Knockaclocaun Fort, Lisduff, Co. Clare
Co. Clare |
Enclosures
What survives of this Co. Clare ringfort is, to put it plainly, almost nothing.
The oval enclosure at Lisduff measures roughly 32 metres along its longer axis and 26 metres across, but the earthen bank that once defined it has been so thoroughly reduced by agricultural improvement that in most places it rises less than twenty centimetres above the surrounding pasture. A ringfort, to explain the term briefly, is a circular or oval enclosure defined by one or more banks and ditches, built across Ireland roughly between the early medieval period and the early centuries of the second millennium, typically as a defended farmstead. Here, the bank survives in any meaningful form only along the western to north-north-eastern arc; the north-north-eastern to eastern side has been levelled out almost entirely. A curvilinear field boundary running from the east-south-east to the south-west appears to have absorbed and incorporated what remained of the bank on that side, which accounts for its slightly more pronounced profile in that sector. A gap of about nine metres on the west to west-south-west side is consistent with an original entrance.
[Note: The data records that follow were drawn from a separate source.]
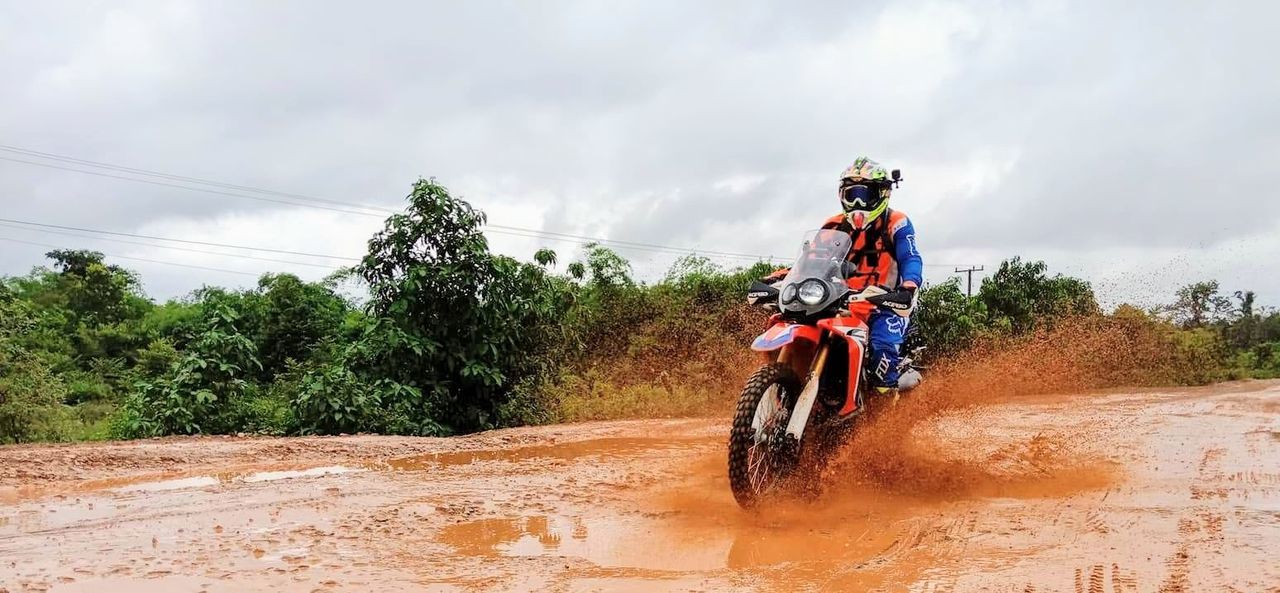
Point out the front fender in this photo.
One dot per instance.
(784, 333)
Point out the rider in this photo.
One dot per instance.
(883, 254)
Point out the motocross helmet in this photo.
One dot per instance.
(864, 188)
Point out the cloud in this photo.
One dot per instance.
(1102, 137)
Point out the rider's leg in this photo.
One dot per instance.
(887, 332)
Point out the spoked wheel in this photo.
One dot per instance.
(760, 455)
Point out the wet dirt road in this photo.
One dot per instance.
(1173, 491)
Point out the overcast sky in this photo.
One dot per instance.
(1132, 144)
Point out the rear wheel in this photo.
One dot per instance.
(760, 455)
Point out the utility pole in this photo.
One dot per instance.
(969, 270)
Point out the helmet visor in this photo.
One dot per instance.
(860, 197)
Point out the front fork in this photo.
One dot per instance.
(809, 395)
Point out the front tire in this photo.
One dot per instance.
(759, 455)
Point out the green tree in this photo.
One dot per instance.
(949, 320)
(296, 318)
(1020, 296)
(1198, 305)
(201, 391)
(458, 325)
(30, 391)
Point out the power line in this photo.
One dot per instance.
(137, 259)
(969, 270)
(188, 187)
(178, 240)
(496, 228)
(168, 246)
(183, 178)
(348, 208)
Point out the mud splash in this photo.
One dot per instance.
(645, 507)
(903, 450)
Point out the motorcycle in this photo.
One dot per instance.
(818, 332)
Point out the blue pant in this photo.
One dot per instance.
(887, 331)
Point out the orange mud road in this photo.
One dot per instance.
(1174, 491)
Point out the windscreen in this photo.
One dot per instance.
(821, 256)
(817, 279)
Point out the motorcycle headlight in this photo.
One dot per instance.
(813, 292)
(789, 293)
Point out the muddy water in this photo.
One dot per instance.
(1102, 493)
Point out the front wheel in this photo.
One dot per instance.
(760, 455)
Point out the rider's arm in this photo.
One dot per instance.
(910, 265)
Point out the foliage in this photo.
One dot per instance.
(201, 387)
(949, 320)
(462, 325)
(456, 338)
(1020, 296)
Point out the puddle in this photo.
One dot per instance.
(664, 543)
(176, 484)
(600, 447)
(216, 479)
(292, 474)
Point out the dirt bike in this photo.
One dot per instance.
(818, 332)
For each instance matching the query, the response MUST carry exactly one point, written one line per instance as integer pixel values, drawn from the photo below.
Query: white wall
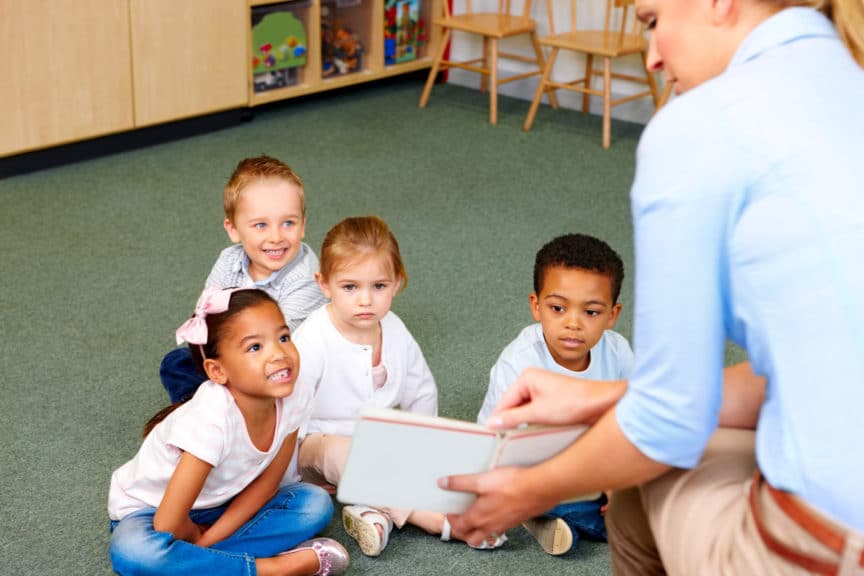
(568, 65)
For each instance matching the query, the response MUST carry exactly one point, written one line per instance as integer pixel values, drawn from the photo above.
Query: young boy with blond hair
(265, 217)
(577, 281)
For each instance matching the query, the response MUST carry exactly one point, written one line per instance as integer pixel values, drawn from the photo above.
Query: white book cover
(396, 457)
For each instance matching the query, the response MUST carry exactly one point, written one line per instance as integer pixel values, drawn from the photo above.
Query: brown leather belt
(828, 535)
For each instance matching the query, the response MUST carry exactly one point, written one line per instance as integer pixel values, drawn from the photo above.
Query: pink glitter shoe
(332, 556)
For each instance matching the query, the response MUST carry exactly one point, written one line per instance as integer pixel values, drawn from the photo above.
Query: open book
(396, 457)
The fort is named on all Ordnance Survey historic mapping as Knockaclocaun Fort, which at least confirms that it was recognisable as a monument through the nineteenth century even if it was already in decline. What makes the site quietly strange today is its relationship to the surrounding landscape. It sits on gently undulating low ground, overlooked by higher terrain to the west and north-east, and it overlooks another ringfort just twenty-five metres to the south-east. Two ringforts in such close proximity suggests deliberate pairing or at least contemporaneous use of the same small area, though what that relationship meant in practical or social terms is not recorded. The low-lying setting, open to improved pasture on all sides, means the monument has had little protection from centuries of farming activity, and what remains is more a faint signature in the ground than any upstanding earthwork.